Ocean City, Maryland

The Ocean City Reef Foundation donated $1000.00 to support Building Conservation Trust and CCA Maryland’s ongoing volunteer efforts for Chesapeake oyster reef restoration work. OCRF is a nonprofit organization that was created in 1997.  Captain Monty Hawkins, owner of the party boat Morning Star and president of the OC Reef Foundation, specializes in precision fishing of natural, shipwreck & artificial reefs off the coast of Ocean City, MD. He’s very active in his profession, attending many fishery meetings and chairing Maryland’s Artificial Reef Committee (MARI). A man of strong opinions, Captain Hawkins has committed endless hours to reef habitat restoration and teaching others about the value of habitat restoration.  He lives by the belief that to improve fishing, we need to focus more strongly on habitat that’s gone missing and how to put it back.

Members from CCA’s Habitat Committee spent New Years Eve day helping Captain Hawkins do just that, building reefs 4 miles south east off the coast of Ocean City, Maryland.  Eight volunteers took time out of their holiday celebrations to help load more than 200 concrete chimney blocks and flumes onto pickup trucks that transported the reef material to the Morning Star vessel moored the Ocean City Fishing Center.  Once loaded, more than 12,600 lbs of concrete reef structure were hand deployed at one of the foundations existing reef sites that will continue to create coral reefs and habitat for tautog, flounder and sea bass. Throughout the morning, Capt Hawkins taught us the importance of placement and how building these reefs vertical with a lot of surface area allows growth on these objects to begin almost immediately while providing hiding places for many of the fishing species recreational anglers passionately pursue. In the early part of the lifecycle for marine life like oysters, mussels, and corals, they begin free-floating in the water until they find a hard surface to attach to. The artificial reefs soon become encrusted with the filter feeding critters, which serve as a food source and shelter for a wide variety of marine life. Captain Monty believes the oyster restoration work taking place in the Chesapeake bay by CCA’s Living Reef Action Campaign and other state organizations efforts also play a combined role in improving the oceans water quality by what is flowing out from the Chesapeake. Captain Hawkins gave volunteers that day an opportunity to see first hand that project work, like what CCA Maryland and Building Conservation Trust are doing, are much like what the OCRF is doing off Maryland’s coast, and if done correctly and left to develop, can have a global effect.

Volunteers are a vital and powerful force contributing significantly to the success of grass-roots habitat restoration work like CCA’s Habitat Committee is striving to continue developing.  Whether its Reef Balls, Culvert Piping, or Chimney Flumes, there is no one-size-fits-all solution to conservation, nor is it possible to successfully conserve natural resources without buy-in from the people who are most closely connected to and rely on that resource, like commercial and recreational fishermen to government leaders, divers and scientists.
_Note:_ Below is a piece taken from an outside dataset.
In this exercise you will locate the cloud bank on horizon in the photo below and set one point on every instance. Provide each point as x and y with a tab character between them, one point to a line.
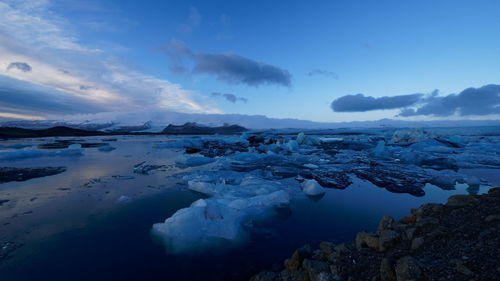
64	58
45	70
228	67
469	102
Like the Ocean City Reef foundation, CCA Maryland is a membership driven organization that is committed to restoring old habitat and creating new local marine habitat through the creation and monitoring of artificial reef systems, like we are doing with Stevenson University on the Living Reef Action Campaign.  Much like Culvert Piping and Chimney Blocks and Flumes, CCA oyster reef balls are manmade objects that are strategically placed on the bay floor, in high current, to create fishing habitat. No matter where you live, there are things that you can do to help protect Chesapeake reef structure.  From supporting Building Conservation Trust and CCA Maryland’s Habitat Committee with your time or money, to spreading the word about how important Chesapeake oyster reefs are, you  are taking steps right now to become an advocate for habitat work.